L’unanimisme rageur qui a hurlé au blasphème après le dégonflage sauvage d’une baudruche qu’avait érigée, place Vendôme, l’Américain Paul McCarthy, a donné une idée de l’intolérance des matons au service de l’artistiquement correct.
Pourtant, l’acte d’insoumission anonyme contre cette "œuvre" elle-même subversive (un "sapin" en caoutchouc de 24 mètres de haut, ayant la forme d’un "plug anal") aurait dû être salué pour son égale provocation.

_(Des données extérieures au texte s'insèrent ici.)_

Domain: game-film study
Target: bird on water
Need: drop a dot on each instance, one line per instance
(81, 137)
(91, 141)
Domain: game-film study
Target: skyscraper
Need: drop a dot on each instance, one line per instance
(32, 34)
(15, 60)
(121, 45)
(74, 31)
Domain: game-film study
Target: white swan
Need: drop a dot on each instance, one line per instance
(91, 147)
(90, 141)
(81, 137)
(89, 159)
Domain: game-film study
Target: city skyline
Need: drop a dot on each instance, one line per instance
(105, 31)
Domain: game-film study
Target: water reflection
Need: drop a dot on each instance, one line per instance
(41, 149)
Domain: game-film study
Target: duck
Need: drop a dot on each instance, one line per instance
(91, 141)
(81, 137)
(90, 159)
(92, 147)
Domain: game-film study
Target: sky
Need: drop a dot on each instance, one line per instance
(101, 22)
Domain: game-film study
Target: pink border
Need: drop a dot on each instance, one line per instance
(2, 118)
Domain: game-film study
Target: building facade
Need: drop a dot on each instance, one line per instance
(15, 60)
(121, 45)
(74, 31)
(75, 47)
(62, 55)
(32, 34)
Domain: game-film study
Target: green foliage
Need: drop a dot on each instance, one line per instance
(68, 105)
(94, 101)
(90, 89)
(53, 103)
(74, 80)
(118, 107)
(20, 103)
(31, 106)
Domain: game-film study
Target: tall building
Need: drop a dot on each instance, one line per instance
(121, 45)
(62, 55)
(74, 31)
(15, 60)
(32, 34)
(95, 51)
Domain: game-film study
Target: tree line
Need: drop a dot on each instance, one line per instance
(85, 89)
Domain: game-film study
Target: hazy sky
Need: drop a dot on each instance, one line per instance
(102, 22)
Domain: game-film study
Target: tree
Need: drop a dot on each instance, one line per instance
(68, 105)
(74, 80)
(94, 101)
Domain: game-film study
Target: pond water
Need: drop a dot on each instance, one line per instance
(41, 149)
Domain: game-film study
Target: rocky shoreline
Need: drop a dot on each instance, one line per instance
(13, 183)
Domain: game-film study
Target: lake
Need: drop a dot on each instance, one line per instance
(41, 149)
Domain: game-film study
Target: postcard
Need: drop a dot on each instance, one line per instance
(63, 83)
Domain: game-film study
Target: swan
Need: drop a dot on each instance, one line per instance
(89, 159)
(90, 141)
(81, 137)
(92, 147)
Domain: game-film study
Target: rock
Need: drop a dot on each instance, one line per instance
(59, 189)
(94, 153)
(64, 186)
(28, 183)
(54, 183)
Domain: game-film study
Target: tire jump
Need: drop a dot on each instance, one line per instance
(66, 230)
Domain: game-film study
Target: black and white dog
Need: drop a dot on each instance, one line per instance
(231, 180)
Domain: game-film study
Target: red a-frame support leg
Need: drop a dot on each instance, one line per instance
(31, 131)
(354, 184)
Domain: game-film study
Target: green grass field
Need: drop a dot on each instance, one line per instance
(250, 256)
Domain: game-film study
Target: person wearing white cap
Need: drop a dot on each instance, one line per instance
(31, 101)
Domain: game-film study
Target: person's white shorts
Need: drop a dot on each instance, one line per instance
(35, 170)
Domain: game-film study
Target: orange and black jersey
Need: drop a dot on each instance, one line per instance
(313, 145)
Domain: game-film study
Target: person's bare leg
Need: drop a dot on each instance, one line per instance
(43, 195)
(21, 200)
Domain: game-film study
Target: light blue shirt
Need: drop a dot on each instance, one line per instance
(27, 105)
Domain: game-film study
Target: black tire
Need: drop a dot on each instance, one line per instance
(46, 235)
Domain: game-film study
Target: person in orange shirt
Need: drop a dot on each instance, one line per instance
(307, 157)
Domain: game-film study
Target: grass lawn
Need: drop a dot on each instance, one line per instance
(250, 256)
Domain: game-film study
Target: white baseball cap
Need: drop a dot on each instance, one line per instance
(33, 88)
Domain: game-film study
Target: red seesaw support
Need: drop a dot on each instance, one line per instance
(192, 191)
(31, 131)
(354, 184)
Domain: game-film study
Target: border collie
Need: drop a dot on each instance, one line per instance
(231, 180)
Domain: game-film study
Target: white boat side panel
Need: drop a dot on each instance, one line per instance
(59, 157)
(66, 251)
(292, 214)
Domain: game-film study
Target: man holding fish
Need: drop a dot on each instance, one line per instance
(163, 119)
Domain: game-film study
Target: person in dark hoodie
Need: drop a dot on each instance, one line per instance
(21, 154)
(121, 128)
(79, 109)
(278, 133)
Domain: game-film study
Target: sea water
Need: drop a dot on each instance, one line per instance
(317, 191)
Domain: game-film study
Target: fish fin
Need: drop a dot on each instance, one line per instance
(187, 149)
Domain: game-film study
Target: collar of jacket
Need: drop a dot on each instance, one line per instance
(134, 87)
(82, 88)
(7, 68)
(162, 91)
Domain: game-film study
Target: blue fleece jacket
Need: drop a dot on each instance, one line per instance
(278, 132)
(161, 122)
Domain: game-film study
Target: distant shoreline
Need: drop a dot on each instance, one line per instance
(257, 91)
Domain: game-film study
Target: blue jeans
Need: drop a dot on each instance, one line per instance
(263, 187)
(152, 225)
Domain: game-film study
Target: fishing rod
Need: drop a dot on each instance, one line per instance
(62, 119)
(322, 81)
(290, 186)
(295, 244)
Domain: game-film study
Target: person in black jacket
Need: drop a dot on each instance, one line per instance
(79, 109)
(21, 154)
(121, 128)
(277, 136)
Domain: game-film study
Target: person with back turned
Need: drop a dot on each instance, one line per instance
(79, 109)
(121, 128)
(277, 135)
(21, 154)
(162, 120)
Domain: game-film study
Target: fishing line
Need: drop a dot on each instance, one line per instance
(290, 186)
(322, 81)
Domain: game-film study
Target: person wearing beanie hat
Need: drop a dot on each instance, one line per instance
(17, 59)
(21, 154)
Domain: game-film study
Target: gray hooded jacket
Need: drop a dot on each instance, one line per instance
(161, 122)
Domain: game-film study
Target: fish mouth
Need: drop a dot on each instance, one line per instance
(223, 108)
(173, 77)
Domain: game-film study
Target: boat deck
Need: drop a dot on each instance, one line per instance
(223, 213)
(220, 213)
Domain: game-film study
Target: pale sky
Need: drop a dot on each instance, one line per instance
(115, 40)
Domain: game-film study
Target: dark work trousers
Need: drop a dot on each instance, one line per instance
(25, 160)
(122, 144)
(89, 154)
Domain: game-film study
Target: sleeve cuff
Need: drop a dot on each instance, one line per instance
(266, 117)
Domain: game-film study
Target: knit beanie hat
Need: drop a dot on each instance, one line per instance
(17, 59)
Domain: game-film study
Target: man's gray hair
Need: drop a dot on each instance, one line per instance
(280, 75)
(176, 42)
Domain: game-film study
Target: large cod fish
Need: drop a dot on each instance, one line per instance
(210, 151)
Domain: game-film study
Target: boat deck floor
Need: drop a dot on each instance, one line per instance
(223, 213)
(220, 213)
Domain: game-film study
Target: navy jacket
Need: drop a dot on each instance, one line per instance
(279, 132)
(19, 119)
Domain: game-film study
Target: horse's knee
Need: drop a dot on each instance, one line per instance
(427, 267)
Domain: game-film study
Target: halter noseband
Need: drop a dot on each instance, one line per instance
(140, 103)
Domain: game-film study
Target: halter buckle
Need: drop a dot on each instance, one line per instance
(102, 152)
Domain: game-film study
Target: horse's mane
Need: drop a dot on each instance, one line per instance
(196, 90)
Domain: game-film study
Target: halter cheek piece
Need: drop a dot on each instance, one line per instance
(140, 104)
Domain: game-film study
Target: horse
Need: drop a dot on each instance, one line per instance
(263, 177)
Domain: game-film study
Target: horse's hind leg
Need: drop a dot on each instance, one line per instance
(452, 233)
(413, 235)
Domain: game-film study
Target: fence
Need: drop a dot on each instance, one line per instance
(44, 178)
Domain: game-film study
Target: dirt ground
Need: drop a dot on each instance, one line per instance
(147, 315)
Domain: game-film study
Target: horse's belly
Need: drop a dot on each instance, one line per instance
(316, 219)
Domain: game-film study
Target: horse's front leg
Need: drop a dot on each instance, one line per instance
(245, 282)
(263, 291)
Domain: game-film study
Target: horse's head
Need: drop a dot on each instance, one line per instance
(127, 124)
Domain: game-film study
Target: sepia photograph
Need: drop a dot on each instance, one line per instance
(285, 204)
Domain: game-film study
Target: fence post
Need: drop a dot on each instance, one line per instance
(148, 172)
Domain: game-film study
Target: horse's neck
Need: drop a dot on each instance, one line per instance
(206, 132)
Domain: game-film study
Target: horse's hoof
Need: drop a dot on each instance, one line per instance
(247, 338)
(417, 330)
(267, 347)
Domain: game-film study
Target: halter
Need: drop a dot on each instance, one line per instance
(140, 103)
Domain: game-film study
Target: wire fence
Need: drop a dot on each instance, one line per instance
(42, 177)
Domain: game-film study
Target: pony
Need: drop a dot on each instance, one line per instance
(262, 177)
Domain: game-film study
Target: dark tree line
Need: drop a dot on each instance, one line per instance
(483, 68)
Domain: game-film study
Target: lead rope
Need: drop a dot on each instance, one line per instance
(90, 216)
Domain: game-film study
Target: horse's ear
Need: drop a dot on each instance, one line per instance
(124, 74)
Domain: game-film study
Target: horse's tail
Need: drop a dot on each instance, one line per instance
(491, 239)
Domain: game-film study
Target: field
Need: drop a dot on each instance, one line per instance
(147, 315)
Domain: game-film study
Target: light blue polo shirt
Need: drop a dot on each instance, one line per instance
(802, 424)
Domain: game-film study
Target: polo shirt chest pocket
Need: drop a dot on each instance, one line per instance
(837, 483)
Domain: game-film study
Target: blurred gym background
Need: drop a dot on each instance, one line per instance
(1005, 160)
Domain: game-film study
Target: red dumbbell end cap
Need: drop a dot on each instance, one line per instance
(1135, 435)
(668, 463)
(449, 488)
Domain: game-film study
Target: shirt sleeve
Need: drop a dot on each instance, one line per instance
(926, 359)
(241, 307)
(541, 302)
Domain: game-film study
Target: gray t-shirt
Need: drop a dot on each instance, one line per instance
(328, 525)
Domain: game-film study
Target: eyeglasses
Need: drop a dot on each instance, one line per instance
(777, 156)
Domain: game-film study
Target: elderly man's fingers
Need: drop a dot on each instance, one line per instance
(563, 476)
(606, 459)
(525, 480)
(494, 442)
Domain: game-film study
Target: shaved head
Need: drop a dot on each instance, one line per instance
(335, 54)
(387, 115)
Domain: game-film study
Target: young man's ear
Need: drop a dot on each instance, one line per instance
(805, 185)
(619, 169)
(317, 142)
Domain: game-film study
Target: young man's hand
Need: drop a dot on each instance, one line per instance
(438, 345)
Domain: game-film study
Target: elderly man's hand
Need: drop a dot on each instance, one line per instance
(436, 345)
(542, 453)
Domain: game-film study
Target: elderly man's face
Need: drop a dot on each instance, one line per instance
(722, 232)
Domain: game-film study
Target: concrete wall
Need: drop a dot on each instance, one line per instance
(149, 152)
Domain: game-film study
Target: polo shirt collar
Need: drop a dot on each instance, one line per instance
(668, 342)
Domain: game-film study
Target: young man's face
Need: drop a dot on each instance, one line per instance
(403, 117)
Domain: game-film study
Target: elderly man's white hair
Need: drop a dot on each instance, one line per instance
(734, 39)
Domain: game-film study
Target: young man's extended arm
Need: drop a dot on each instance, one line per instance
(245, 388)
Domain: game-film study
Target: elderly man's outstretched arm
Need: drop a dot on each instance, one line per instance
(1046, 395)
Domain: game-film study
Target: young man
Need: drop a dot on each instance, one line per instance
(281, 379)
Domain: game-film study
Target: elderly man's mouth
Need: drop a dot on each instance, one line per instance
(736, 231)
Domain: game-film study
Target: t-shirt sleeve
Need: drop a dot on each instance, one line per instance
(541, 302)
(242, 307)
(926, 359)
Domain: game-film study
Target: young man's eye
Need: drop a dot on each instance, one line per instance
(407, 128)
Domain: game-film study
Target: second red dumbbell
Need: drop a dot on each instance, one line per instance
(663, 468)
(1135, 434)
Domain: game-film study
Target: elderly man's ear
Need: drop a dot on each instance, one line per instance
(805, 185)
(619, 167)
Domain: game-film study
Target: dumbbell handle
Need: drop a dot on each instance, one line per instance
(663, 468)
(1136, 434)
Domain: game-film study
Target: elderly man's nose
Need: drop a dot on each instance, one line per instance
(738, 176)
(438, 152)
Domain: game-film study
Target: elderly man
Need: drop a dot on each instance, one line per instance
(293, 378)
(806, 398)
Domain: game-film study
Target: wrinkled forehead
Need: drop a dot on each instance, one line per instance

Mais l’art contemporain, sacralisé, ne goûte pas l’irrespect quand il en est la cible.
La ministre de la Culture, Fleur Pellerin, a ouvert le feu en tweetant, samedi : "On dirait que certains soutiendraient volontiers le retour d’une définition officielle de l’art dégénéré." Comprendre : l’hitlérisme n’est pas loin.
Il est vrai que la prosternation devant cet art, qui s’expose depuis jeudi à la Fiac, doit beaucoup à son rejet par l’Allemagne nazie et la Russie soviétique, converties sur le tard au réalisme officiel (1).